What the hell was this?

I pulled out my cell phone.

“Who you calling?” asked Robby.

“My buddy, Edgar. You sure they’re TEC-Nines, Jack?”

“Why?”

I held up a finger while I listened to Edgar’s phone ring.

“Ray,” Edgar said. “What’s the haps, my man?”

“I need you to check something out for me, Edgar. You at work?”

“Yeah, but I’m about to go on break. Whaddaya need?”

“I want you to find out if there have been any thefts of TEC-Nines from any military bases in the last … say, six months.”

He was silent for a few seconds. “I’ll do what I can, Ray. They usually keep that kinda stuff on the hush-hush. I’m not gonna find much in the papers.”

“If it were easy, you think I’d need to call you?”

I could practically hear his smile coming through the phone. Yes, I was souping him up, but Edgar was the only guy I could ask to find this information and not have it come back to bite me in the ass.

“All right, Ray. It’s gonna take some time, though. Wanna meet at The LineUp, say, for dinner?”

“Yeah, okay.”

Thanks, Ray.”

Thanking
me
for doing me a favor. “Thank you, Edgar. See ya later.”

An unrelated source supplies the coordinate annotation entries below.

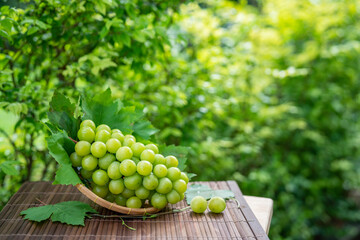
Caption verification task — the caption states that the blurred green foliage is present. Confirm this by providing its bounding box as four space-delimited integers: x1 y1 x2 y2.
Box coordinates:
0 0 360 239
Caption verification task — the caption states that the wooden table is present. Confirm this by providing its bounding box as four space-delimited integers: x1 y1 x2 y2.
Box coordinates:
0 181 272 240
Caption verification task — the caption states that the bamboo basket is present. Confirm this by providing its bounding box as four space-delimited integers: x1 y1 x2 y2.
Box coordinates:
76 184 161 215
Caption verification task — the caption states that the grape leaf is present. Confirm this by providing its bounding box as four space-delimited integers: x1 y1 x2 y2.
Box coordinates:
20 201 97 226
185 184 235 204
160 145 190 171
46 132 81 185
47 91 80 139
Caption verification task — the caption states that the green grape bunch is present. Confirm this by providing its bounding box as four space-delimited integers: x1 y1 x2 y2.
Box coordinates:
70 120 189 209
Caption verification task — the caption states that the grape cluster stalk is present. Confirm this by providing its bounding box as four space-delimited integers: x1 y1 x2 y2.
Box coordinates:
70 120 189 209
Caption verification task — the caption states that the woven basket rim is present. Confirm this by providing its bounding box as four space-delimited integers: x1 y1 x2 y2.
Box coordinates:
76 183 161 215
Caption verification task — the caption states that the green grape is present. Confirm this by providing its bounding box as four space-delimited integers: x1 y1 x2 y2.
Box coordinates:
105 193 115 202
150 193 167 209
70 152 82 167
92 185 109 198
123 135 136 147
75 141 91 157
120 159 136 177
166 167 181 182
153 164 168 178
95 130 111 143
131 142 145 157
190 196 207 213
77 127 95 143
95 124 111 133
143 174 159 190
106 138 121 153
209 197 226 213
166 190 180 204
173 179 187 193
109 178 125 194
140 149 155 163
80 119 95 131
135 186 150 199
126 196 142 208
116 146 133 162
136 161 152 176
115 195 127 206
180 172 189 184
156 177 172 194
111 128 122 134
99 153 115 170
92 169 109 186
81 154 98 171
121 188 135 198
107 161 122 179
80 168 94 179
124 173 142 190
153 154 166 166
145 143 159 154
165 156 179 168
91 142 106 158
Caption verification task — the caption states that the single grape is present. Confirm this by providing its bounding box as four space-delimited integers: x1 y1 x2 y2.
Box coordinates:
95 124 111 133
156 177 173 194
190 196 207 213
116 146 133 162
109 178 125 194
153 154 166 166
75 141 91 157
99 153 115 170
150 193 167 209
121 188 135 198
165 156 179 168
173 179 187 193
143 174 159 190
145 143 159 154
77 127 95 143
92 169 109 186
111 128 122 134
120 159 136 177
140 149 155 163
131 142 145 157
107 161 122 179
95 130 111 143
106 138 121 153
166 167 181 182
124 173 142 190
91 142 106 158
81 154 98 171
126 196 142 208
70 152 82 167
136 161 152 176
80 168 94 179
80 119 95 131
123 135 136 147
92 185 109 198
209 197 226 213
166 190 180 204
105 193 115 202
115 195 127 206
135 186 150 199
111 132 124 143
180 172 189 184
153 164 168 178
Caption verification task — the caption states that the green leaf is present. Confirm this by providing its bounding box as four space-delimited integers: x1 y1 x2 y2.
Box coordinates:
20 201 97 226
0 161 20 175
46 132 81 185
185 184 235 204
160 145 190 171
48 92 80 139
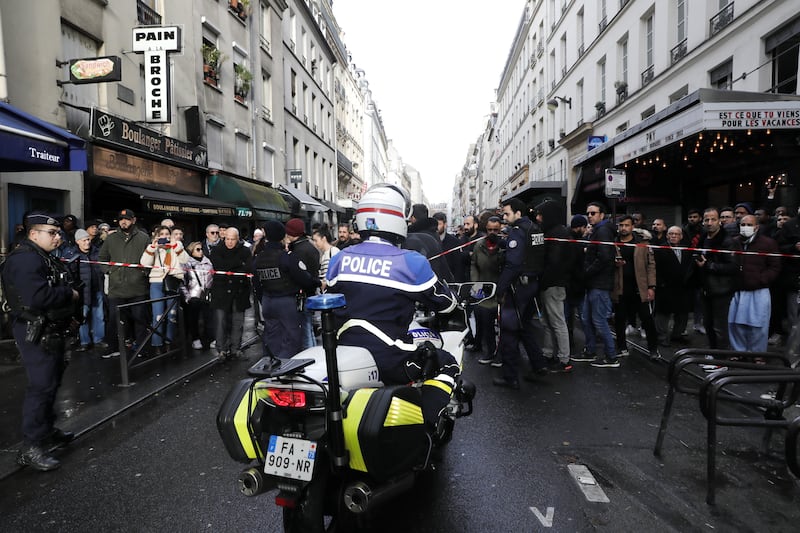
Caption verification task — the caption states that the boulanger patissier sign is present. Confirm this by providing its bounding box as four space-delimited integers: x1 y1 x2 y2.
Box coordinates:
133 26 181 122
90 108 208 170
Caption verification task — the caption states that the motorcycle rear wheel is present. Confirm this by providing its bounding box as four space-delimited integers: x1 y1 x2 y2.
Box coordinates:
283 471 359 533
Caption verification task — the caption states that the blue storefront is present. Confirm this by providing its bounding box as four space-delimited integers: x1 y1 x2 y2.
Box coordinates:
0 102 87 254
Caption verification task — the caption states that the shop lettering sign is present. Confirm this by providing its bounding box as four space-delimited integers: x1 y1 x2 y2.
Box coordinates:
133 26 181 123
90 108 208 171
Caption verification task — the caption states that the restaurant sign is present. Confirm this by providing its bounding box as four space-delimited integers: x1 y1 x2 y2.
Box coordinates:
614 100 800 165
90 108 208 171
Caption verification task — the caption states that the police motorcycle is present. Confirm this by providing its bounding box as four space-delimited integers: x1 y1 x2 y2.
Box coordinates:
217 283 495 532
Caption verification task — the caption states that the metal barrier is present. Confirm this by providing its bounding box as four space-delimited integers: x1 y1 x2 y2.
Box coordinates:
785 416 800 477
700 369 800 505
653 348 789 457
117 294 186 387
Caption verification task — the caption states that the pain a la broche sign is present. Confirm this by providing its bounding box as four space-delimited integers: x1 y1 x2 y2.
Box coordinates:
133 26 181 122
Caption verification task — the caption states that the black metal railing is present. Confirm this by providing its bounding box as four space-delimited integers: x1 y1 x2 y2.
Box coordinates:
708 2 733 36
642 65 656 87
669 39 687 65
136 0 161 26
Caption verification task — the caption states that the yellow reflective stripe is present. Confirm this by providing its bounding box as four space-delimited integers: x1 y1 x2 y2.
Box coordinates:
342 389 376 472
233 384 267 459
422 379 453 396
383 397 423 427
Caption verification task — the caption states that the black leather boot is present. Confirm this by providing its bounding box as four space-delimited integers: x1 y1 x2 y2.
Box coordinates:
17 444 61 472
50 428 75 444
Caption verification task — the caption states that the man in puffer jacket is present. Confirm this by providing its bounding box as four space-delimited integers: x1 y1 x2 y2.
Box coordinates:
536 200 573 372
98 209 150 359
210 228 253 359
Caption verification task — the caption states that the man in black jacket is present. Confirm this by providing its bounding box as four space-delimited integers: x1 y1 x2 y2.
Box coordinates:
536 200 573 372
286 218 319 350
210 228 252 359
695 207 740 349
573 202 619 368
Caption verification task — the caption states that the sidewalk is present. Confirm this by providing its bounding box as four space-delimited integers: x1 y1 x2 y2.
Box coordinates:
0 312 261 480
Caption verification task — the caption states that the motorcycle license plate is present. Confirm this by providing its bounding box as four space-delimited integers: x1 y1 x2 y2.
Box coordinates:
264 435 317 481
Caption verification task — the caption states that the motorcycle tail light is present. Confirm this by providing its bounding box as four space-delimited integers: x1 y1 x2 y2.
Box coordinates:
268 389 306 408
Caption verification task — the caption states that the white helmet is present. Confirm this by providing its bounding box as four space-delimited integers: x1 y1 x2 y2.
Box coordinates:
355 183 411 245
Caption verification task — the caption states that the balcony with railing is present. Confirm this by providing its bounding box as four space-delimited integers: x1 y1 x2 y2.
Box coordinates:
642 65 656 87
708 2 733 37
670 39 687 65
136 0 161 26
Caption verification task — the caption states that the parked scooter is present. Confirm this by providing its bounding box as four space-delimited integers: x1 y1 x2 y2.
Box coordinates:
217 282 495 533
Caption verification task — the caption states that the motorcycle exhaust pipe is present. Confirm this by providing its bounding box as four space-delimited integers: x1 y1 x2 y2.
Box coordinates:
344 473 414 514
237 467 274 496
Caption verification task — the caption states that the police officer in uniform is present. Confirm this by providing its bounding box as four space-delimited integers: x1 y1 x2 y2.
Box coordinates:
492 198 547 389
254 220 320 359
326 183 461 426
2 213 79 471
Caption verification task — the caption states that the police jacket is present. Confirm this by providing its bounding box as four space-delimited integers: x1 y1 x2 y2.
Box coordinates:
583 220 616 291
327 237 456 368
98 226 150 298
253 242 320 298
209 243 252 311
497 217 545 296
2 239 74 321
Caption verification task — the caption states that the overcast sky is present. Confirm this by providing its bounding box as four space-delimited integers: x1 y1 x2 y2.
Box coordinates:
333 0 525 202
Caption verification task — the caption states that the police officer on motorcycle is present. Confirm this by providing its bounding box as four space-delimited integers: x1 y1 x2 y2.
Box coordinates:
326 183 461 425
493 198 547 389
2 213 80 471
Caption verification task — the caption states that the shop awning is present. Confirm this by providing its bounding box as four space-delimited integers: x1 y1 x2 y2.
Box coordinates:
279 185 329 211
0 102 87 172
208 174 291 219
320 200 344 213
107 183 235 217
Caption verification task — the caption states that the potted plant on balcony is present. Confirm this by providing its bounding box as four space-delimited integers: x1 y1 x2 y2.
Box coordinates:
233 63 253 103
237 0 250 20
200 44 225 87
594 102 606 117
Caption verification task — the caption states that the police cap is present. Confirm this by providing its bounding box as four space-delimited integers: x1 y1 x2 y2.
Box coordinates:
25 213 61 228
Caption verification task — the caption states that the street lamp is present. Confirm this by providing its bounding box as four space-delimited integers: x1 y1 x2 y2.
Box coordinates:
547 96 572 111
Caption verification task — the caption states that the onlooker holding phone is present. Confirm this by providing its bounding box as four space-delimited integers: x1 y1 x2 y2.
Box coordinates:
140 226 188 352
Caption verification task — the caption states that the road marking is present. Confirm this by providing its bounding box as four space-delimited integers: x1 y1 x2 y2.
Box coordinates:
530 507 555 527
567 464 611 503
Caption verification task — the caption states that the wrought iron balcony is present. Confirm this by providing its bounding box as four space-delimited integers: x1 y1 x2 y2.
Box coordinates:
670 39 687 65
136 0 161 26
642 65 656 87
708 2 733 37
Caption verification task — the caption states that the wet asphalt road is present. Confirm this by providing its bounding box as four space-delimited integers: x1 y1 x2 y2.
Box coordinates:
0 340 800 532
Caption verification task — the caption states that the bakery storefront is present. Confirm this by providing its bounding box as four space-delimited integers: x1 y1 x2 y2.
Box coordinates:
573 89 800 221
84 109 231 240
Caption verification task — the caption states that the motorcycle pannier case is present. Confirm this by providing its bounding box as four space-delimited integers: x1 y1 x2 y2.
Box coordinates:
343 386 430 480
217 379 267 463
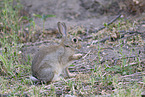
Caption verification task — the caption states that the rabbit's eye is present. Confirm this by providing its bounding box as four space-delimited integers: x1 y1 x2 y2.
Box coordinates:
73 38 77 43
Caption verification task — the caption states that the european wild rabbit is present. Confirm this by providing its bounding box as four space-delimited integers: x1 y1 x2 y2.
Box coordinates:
30 22 82 83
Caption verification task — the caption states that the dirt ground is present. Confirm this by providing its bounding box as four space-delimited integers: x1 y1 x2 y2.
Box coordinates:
17 0 145 95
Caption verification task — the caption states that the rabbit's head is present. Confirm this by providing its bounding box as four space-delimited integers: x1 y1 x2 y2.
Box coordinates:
57 22 81 49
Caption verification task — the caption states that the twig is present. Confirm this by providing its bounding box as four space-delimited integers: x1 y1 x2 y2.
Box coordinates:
83 50 91 59
92 31 143 44
92 14 121 33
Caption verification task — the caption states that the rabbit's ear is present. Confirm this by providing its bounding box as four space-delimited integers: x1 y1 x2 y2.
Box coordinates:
57 22 67 37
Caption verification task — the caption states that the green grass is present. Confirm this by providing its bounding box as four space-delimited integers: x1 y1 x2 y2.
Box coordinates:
0 0 145 97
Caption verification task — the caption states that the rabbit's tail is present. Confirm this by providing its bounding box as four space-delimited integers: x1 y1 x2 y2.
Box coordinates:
30 75 39 82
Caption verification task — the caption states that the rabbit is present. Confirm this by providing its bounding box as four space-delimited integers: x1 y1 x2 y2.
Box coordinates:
30 22 82 83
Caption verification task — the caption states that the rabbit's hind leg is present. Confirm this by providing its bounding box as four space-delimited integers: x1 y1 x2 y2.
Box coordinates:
38 64 55 83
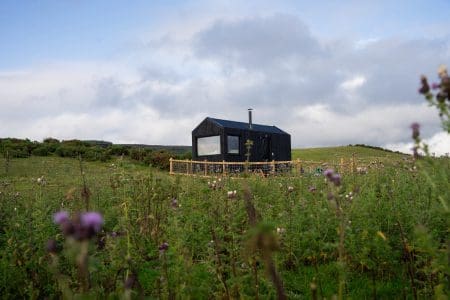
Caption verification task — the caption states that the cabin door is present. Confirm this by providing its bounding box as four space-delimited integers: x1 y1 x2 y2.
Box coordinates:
261 134 272 161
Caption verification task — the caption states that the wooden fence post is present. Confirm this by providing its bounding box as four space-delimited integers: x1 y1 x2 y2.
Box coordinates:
352 153 356 173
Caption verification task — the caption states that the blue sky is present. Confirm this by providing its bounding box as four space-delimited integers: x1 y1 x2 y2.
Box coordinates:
0 0 450 151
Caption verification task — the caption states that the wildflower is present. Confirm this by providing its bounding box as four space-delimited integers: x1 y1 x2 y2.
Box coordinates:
170 198 179 209
158 242 169 252
46 239 59 254
227 190 237 199
36 176 47 185
419 75 430 95
330 173 341 186
411 146 420 158
411 122 420 139
308 186 317 193
323 169 341 186
53 210 69 225
377 231 386 240
124 274 137 289
438 65 448 79
431 83 441 90
277 227 286 235
323 169 334 179
81 212 103 233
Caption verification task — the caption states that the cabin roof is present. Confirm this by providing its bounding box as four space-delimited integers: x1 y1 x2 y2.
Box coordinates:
207 117 288 134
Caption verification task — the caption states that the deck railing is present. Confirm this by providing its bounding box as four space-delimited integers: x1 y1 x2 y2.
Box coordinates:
170 156 374 177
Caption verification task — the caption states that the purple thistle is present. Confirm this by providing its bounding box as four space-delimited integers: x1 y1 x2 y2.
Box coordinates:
46 239 59 254
411 122 420 139
431 83 441 90
53 210 69 225
81 211 103 232
418 75 430 95
330 173 341 186
170 198 179 208
158 242 169 252
323 169 334 179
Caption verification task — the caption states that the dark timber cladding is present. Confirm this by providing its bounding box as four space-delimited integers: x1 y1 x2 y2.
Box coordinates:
192 117 291 161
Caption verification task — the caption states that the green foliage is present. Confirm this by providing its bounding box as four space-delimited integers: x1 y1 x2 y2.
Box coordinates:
0 154 450 299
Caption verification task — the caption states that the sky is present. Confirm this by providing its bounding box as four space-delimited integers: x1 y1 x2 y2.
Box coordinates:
0 0 450 155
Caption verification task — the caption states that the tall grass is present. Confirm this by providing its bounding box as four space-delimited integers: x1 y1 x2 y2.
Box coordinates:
0 151 450 299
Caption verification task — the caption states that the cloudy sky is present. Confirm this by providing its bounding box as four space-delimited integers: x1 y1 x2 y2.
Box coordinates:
0 0 450 153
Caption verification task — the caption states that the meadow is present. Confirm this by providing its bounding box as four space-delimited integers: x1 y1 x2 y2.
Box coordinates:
0 147 450 299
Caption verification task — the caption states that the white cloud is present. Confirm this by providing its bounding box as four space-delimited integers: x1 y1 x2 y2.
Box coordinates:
384 131 450 156
0 12 450 147
341 75 366 92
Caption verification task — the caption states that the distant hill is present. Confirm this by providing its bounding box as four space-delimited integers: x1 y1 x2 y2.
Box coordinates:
82 140 192 154
114 144 192 154
292 145 410 162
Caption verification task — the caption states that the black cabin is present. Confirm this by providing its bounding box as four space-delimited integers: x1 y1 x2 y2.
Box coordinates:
192 114 291 161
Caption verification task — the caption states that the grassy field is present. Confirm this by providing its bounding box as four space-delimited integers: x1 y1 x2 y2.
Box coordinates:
292 146 409 162
0 147 450 299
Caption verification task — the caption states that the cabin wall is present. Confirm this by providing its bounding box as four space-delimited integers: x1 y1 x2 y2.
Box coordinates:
192 119 291 162
192 119 225 161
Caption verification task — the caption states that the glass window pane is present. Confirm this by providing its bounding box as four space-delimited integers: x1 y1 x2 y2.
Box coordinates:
197 135 220 156
227 135 239 154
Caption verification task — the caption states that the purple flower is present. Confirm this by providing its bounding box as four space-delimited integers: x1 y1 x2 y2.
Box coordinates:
431 83 441 90
323 169 334 179
46 239 59 254
419 75 430 95
53 210 69 225
170 198 179 208
330 173 341 186
158 242 169 252
81 211 103 232
411 122 420 139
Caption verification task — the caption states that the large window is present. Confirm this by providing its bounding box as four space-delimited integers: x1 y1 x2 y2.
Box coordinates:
227 135 239 154
197 135 220 156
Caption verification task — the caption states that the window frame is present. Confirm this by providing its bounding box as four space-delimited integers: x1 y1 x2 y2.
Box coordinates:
196 134 222 157
227 134 241 155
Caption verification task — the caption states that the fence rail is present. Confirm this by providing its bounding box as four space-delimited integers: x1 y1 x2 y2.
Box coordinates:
170 156 374 177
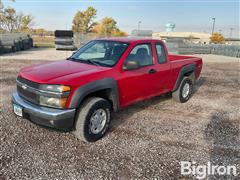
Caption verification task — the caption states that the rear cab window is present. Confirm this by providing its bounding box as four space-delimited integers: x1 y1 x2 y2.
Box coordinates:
155 43 167 64
126 43 153 67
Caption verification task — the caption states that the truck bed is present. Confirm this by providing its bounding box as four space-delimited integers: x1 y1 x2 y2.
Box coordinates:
168 54 199 62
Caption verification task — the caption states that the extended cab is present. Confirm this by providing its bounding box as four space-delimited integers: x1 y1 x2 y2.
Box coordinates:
12 38 202 142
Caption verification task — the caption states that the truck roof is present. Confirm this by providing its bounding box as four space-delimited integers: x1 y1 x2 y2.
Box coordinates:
97 37 161 43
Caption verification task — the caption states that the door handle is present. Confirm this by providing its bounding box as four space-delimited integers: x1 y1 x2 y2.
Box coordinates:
148 69 157 74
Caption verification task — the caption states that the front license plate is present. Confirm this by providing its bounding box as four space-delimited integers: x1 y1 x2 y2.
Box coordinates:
13 104 23 117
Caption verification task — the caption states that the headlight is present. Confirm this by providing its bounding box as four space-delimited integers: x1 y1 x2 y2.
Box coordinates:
39 84 71 108
40 84 71 93
39 95 67 108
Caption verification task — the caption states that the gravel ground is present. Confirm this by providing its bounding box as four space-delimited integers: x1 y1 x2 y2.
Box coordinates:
0 50 240 180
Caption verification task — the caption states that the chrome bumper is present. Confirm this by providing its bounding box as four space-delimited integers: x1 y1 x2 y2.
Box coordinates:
12 92 76 129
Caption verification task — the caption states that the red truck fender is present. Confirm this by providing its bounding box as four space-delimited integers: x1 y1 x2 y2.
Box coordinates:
173 64 196 92
69 78 119 111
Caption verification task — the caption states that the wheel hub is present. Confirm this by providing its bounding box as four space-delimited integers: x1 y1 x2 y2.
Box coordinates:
182 83 190 98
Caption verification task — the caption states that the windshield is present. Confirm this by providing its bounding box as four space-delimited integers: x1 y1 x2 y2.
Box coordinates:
69 40 129 67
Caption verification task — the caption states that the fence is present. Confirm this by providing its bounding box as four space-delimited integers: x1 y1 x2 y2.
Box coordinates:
0 33 33 54
167 40 240 58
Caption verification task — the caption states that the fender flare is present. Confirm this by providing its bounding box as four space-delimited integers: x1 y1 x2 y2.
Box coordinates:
69 78 119 111
173 64 196 92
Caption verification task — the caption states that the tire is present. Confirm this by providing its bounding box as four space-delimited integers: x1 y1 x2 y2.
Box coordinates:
73 97 111 142
172 77 193 103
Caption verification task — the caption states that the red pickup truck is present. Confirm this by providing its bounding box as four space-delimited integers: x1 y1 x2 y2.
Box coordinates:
12 38 202 142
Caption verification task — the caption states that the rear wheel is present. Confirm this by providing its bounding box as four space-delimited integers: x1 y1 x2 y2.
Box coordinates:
73 97 111 142
172 77 193 103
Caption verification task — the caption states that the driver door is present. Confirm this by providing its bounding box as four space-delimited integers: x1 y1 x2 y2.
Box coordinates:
119 43 158 106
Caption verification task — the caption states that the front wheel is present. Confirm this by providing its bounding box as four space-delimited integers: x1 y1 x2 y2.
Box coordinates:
73 97 111 142
172 77 193 103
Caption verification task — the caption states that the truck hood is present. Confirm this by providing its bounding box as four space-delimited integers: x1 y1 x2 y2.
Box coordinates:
19 60 109 84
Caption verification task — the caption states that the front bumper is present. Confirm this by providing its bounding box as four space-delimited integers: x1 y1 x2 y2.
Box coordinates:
12 92 76 130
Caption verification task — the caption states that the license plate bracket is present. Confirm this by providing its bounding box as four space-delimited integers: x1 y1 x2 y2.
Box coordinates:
13 104 23 117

“You trust that guy too much,” Jack said as I put my phone away.

“He’s come through before, Jack. Big-time. And he knows how to keep his mouth shut.”

“In the meantime,” Robby said, “what are we gonna do about the guns?”

“Keep ’em right where they are,” Jack said.

“You think that’s safe?” I asked.

“As opposed to moving them and running the risk of getting caught with weapons probably stolen from the U.S. government? Yeah, for right now, it’s safe enough. Anybody else have access to that shed, Robby?”

“No. Just me. And I gave Ricky a key.”

“Then we leave ’em where they be,” Jack said.

The three of us stood there on the sidewalk of Ricky’s aunt’s house for a few minutes without speaking, but I was pretty sure what we were all thinking: who the hell had Ricky become? Running guns and storing them at his brothers’ house, falling for a prostitute, getting involved with an underage rich girl’s disappearance? Which was the big mistake Ricky had been talking about?

“I don’t know about you, Ray, but I wanna have a chat with that other cab driver who was shot the night Ricky was: Dillman.”

I said, “Robby, you got your cousin’s number? The one who owns the cab company?”

He thought about that. “My aunt’s got his business card inside. On the fridge. Give me a sec.” He ran inside.

“This aunt,” Jack said, “She’s not the cousin’s mom?”

“No, Robby told me Fred’s from his dad’s side.”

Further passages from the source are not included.